Giampiero Gloder (born 15 May 1958) is an Italian prelate of the Catholic Church who has worked in the diplomatic service of the Holy See in 1993. He was named Apostolic Nuncio to Cuba in October 2019 after serving as president of the Pontifical Ecclesiastical Academy since 2013 and vice Camerlengo of the Holy Roman Church since 2014.

Biography
Gloder was born in the township of Asiago in the Italian Province of Vicenza. He was ordained a priest for the diocese of Padua on 4 June 1983. He studied dogmatic theology and then studied at the Pontifical Ecclesiastical Academy.

He entered the diplomatic service of the Holy See on 1 July 1993. He worked in Guatemala until 1995 and then in the General Affairs Office of the Secretariat of State in Rome. He was promoted to First Secretary in 1997, Counselor 2nd class in 2001, and Counselor First Class in 2005.

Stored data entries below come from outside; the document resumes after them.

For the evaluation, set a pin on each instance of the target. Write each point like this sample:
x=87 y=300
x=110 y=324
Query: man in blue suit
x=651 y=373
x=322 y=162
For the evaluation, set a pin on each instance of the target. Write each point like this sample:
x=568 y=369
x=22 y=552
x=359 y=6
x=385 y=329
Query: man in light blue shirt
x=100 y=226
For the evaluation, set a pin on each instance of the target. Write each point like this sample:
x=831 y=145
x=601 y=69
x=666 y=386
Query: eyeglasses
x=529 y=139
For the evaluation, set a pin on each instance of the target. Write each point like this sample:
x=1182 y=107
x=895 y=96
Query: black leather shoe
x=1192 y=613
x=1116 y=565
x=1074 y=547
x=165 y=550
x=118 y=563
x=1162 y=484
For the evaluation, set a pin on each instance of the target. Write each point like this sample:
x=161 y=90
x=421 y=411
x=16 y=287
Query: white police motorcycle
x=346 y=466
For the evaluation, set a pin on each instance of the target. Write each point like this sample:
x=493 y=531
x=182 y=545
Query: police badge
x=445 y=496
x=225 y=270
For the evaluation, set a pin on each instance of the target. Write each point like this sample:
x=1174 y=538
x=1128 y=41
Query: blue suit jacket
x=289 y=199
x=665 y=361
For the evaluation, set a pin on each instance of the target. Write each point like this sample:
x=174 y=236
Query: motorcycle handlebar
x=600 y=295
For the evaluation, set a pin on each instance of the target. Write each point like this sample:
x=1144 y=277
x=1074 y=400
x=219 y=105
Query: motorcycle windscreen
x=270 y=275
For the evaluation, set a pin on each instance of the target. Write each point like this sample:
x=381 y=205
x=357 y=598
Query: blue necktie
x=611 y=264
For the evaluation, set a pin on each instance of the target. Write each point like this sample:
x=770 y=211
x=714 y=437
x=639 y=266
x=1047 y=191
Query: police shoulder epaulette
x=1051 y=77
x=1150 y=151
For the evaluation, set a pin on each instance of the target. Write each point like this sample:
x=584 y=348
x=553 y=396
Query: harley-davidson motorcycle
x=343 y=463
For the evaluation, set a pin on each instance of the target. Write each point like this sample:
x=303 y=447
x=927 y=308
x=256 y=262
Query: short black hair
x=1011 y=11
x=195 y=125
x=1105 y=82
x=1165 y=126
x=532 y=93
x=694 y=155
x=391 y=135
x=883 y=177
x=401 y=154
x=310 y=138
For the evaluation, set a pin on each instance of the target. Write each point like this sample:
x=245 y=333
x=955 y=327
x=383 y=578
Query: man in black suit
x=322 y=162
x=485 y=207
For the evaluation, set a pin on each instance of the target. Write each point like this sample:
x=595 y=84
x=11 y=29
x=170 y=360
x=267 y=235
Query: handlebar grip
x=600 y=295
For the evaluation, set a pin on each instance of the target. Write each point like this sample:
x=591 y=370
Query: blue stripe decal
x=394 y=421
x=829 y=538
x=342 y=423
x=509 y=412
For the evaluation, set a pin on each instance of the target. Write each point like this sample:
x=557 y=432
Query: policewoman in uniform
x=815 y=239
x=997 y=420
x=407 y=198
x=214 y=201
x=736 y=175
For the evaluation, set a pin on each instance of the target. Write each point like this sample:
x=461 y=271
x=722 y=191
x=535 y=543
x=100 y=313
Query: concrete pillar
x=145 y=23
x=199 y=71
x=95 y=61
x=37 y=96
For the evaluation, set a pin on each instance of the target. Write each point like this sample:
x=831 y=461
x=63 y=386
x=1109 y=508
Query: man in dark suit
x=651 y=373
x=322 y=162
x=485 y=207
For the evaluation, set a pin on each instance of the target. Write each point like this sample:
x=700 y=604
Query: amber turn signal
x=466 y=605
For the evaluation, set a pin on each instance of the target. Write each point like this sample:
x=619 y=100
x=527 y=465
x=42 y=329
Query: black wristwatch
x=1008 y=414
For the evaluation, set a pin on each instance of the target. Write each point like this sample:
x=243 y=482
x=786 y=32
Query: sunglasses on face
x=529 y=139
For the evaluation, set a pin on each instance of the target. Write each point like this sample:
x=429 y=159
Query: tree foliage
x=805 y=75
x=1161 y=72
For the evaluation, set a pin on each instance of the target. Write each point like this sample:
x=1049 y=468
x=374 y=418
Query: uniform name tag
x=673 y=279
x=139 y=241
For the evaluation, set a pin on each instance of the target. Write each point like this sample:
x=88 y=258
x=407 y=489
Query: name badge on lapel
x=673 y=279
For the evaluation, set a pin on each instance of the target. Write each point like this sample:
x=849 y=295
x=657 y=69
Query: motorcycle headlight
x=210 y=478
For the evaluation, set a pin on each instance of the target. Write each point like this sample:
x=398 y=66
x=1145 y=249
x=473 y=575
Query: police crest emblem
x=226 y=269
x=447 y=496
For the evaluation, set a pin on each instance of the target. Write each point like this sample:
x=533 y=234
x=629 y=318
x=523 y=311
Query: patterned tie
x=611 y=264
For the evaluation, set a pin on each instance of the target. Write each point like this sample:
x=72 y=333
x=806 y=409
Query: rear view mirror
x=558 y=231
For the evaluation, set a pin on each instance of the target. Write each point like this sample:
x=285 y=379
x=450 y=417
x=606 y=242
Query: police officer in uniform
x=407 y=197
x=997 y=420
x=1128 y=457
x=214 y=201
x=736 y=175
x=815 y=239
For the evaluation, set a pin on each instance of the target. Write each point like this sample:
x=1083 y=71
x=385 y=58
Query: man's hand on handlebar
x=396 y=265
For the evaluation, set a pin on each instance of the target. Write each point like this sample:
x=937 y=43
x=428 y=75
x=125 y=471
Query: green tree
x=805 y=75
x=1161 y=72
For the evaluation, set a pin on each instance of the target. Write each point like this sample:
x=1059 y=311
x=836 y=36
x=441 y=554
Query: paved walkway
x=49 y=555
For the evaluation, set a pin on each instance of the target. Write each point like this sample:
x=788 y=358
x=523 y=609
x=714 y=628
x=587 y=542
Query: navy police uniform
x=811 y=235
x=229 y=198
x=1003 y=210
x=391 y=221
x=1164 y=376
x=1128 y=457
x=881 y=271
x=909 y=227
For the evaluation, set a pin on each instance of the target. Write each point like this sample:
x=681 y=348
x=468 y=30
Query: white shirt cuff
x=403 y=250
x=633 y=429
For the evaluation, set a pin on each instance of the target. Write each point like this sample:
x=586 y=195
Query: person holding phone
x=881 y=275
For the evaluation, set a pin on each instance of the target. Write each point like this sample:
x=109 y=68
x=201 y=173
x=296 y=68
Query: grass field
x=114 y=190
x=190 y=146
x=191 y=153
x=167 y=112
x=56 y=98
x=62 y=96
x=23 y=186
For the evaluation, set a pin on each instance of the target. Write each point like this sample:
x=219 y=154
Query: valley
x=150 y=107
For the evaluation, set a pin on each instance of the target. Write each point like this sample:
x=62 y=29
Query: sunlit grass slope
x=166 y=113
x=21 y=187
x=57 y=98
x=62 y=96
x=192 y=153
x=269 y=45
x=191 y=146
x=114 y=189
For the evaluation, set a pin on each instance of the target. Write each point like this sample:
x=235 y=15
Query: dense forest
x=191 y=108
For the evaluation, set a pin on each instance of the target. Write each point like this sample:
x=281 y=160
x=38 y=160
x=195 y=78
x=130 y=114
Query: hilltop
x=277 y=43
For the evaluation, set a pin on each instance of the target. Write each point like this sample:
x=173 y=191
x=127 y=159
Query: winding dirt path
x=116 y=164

On 21 September 2013, Pope Francis gave him the title Apostolic Nuncio and named him President of the Pontifical Ecclesiastical Academy, succeeding Archbishop Beniamino Stella who was appointed prefect of the Congregation for the Clergy. He was also named Titular Archbishop of Telde. He was consecrated a bishop by Pope Francis on 24 October 2013.

On 13 September 2014 he was appointed a member of the Congregation for the Evangelization of Peoples. On 20 December 2014 Pope Francis named him vice Camerlengo of the Holy Roman Church.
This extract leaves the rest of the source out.